Anti Vice Returns

A group of about 50 scholars met in early April at the idyllic Centro Stefano Franscini Conference Center at Monte Verità, over-looking Lake Maggiore in Ascona, Switzerland, to explore the enticing  topic of Global Anti-Vice Activism in the late 19th and early 20th century—Fighting Drink, Drugs, and Venereal Diseases.   The conference suggested a revival of an old topic–conceived in an entirely new way.  Organized by Harald Fischer-Tiné and Jana Tschurenev from the Swiss Federal Institute of Technology in Zurich, the conference was an outgrowth of their major collaborative research project on anti-alcohol movements at the turn of the century.   The site was particularly appropriate.  Monte Verità was originally founded in the late nineteenth century as a vegetarian and nudist commune and later attracted a wide range of political, artistic, and intellectual radicals.

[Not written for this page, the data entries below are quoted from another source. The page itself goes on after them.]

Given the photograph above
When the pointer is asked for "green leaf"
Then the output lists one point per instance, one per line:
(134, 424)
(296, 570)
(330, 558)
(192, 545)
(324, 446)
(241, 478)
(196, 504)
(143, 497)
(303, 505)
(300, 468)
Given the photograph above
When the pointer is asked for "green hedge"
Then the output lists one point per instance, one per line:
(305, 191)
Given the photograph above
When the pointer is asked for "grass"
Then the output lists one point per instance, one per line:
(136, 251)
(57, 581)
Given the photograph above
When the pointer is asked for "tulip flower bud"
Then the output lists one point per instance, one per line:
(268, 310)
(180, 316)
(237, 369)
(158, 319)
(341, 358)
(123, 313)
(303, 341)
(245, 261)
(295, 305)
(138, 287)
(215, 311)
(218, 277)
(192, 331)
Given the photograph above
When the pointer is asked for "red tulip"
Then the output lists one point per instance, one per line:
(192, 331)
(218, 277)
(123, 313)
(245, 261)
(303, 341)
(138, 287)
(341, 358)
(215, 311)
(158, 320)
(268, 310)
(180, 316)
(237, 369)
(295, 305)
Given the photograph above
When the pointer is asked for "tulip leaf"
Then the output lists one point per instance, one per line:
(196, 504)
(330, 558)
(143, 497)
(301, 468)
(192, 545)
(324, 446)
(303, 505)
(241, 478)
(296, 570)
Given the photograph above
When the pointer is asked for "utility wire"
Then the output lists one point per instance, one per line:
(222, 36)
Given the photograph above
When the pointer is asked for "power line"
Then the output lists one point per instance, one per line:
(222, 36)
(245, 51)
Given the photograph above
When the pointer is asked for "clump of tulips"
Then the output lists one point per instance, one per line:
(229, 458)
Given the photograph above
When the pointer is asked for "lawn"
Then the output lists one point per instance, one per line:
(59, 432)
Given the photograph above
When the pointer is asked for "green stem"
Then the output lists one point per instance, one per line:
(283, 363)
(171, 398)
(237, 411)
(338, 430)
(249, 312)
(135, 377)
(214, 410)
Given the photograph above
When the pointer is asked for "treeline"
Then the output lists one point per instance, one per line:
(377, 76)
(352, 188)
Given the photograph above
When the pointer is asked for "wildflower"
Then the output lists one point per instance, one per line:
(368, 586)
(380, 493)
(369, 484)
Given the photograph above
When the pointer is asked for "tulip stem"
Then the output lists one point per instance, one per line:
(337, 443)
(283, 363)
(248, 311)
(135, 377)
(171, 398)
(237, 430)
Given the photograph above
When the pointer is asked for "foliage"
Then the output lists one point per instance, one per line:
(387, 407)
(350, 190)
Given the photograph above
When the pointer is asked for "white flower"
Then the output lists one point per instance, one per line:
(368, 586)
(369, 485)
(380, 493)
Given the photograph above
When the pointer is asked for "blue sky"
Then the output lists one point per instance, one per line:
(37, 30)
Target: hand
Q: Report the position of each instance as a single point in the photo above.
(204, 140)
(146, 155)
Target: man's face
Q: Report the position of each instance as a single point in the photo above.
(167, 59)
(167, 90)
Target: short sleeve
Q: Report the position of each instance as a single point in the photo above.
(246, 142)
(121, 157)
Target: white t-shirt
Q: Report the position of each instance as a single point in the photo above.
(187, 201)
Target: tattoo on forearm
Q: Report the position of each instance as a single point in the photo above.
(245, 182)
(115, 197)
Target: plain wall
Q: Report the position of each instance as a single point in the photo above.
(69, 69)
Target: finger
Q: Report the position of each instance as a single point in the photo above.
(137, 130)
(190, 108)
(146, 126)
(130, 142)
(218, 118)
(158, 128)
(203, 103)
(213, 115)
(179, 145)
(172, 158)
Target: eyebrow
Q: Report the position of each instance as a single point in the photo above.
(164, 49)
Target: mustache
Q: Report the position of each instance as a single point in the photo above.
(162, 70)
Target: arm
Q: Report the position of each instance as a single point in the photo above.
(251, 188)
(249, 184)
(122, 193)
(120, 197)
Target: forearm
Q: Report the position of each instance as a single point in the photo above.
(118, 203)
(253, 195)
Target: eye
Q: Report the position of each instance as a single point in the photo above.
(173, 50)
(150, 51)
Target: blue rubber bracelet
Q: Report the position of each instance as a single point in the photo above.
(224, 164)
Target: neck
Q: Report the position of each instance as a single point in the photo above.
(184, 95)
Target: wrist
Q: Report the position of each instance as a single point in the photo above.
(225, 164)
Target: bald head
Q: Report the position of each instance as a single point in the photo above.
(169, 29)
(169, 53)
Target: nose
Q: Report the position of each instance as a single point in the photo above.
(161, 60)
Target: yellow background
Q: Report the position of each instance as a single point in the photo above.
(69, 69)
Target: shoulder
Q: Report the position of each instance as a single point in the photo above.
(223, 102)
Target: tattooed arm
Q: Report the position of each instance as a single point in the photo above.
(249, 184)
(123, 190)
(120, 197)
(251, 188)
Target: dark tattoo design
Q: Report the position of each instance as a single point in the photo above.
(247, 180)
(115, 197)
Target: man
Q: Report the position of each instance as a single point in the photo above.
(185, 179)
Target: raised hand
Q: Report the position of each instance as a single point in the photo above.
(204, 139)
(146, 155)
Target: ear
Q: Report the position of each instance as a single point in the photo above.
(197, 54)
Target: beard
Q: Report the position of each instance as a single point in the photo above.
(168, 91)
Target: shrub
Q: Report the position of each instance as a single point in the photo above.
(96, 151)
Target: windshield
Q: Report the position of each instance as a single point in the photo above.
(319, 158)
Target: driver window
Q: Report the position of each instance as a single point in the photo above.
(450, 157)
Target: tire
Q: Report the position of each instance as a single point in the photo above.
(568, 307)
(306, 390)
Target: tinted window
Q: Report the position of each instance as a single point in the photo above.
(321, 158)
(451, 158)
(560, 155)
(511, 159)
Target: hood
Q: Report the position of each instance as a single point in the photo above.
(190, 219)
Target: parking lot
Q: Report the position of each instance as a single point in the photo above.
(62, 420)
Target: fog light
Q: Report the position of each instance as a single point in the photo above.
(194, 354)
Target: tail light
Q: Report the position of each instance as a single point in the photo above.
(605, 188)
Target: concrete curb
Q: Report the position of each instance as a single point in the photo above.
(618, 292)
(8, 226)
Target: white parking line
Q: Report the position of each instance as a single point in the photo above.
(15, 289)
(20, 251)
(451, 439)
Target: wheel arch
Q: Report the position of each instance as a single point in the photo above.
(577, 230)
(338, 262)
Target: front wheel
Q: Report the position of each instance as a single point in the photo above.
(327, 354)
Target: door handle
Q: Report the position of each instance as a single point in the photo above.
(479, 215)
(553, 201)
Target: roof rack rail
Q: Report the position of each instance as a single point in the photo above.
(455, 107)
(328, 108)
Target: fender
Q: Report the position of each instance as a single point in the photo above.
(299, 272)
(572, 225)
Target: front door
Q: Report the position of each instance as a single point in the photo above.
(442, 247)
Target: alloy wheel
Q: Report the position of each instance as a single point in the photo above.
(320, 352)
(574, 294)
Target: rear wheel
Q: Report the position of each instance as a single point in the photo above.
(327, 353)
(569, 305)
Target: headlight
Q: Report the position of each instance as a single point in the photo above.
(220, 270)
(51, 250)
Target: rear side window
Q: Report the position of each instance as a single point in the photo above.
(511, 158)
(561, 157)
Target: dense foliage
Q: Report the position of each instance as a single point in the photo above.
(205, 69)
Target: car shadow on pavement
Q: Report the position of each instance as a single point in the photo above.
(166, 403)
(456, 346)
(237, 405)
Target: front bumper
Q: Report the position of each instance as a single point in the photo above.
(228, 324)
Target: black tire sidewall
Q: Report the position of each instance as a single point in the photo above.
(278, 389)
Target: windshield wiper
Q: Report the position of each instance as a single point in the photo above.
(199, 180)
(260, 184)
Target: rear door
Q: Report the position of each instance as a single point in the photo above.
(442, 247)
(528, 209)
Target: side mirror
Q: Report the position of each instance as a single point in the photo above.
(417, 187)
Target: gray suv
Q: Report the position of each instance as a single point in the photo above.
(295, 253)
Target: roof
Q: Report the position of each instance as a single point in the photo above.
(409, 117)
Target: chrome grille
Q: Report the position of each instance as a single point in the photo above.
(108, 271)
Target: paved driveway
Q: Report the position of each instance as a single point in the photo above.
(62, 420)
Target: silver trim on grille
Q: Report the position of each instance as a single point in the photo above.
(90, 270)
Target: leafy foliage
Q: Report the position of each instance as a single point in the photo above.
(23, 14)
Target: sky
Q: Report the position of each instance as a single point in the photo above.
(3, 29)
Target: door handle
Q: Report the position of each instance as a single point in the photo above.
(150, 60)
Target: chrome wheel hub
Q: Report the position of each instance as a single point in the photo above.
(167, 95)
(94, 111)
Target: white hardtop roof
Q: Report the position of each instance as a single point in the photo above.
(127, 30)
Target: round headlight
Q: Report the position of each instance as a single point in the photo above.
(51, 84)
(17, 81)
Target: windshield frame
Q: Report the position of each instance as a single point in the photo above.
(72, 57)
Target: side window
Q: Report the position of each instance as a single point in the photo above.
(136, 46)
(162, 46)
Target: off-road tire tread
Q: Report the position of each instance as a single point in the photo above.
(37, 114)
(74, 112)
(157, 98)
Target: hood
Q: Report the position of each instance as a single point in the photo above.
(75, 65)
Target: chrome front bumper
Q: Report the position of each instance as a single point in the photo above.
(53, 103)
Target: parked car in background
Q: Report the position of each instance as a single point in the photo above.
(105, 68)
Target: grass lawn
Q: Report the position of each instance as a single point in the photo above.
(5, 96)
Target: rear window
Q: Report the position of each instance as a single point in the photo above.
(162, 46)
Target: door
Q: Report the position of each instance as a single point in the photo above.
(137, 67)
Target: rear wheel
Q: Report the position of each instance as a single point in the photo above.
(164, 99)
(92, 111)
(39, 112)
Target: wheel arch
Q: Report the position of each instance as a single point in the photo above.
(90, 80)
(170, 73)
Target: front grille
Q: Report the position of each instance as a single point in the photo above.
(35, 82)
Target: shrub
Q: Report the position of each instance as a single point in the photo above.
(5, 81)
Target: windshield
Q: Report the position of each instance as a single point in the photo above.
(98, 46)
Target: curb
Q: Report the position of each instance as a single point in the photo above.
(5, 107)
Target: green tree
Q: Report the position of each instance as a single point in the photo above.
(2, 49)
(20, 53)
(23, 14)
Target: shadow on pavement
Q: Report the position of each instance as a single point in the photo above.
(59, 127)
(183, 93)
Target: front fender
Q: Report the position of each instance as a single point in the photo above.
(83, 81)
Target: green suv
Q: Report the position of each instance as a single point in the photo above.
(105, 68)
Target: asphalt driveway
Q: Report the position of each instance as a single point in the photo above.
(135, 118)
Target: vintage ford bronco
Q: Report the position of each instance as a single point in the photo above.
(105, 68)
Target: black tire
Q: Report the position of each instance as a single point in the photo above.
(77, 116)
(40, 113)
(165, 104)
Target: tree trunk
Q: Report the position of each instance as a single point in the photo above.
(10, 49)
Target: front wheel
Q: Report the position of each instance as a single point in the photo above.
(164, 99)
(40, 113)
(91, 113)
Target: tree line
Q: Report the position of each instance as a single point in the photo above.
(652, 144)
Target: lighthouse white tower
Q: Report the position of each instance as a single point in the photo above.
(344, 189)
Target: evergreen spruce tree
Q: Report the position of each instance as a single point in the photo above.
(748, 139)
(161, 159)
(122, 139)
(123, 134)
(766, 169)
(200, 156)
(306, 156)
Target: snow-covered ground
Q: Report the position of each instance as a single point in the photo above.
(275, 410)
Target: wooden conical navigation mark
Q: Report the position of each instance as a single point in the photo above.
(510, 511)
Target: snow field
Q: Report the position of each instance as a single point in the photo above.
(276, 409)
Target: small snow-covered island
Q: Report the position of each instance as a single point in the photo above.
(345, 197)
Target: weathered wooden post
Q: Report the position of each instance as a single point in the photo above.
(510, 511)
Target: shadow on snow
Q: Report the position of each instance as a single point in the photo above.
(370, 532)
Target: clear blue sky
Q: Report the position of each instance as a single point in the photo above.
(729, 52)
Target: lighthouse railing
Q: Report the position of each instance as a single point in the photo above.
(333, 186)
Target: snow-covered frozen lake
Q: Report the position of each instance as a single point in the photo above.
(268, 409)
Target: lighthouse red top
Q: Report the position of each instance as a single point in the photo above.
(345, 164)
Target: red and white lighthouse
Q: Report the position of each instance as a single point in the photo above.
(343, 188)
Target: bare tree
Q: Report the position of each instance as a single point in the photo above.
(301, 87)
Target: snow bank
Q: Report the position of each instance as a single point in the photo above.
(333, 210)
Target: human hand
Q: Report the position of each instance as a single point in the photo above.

The participants remained safely clothed, but Monte Verità’s radical tradition was very much in evidence in a rich program of papers and in three days of intense conversation and discussion.    Well-known alcohol and drug historians, David Courtwright and Emmanuel Akyeampong, presented two of the keynotes, but responding to the conference theme, both explored larger themes of vice and anti-vice.  The organizers had sought explicitly to situate their own particular interest in anti-alcohol campaigns in a wider historical context in which global organizations and networks defined and redefined vice and struggled to regulate and suppress it.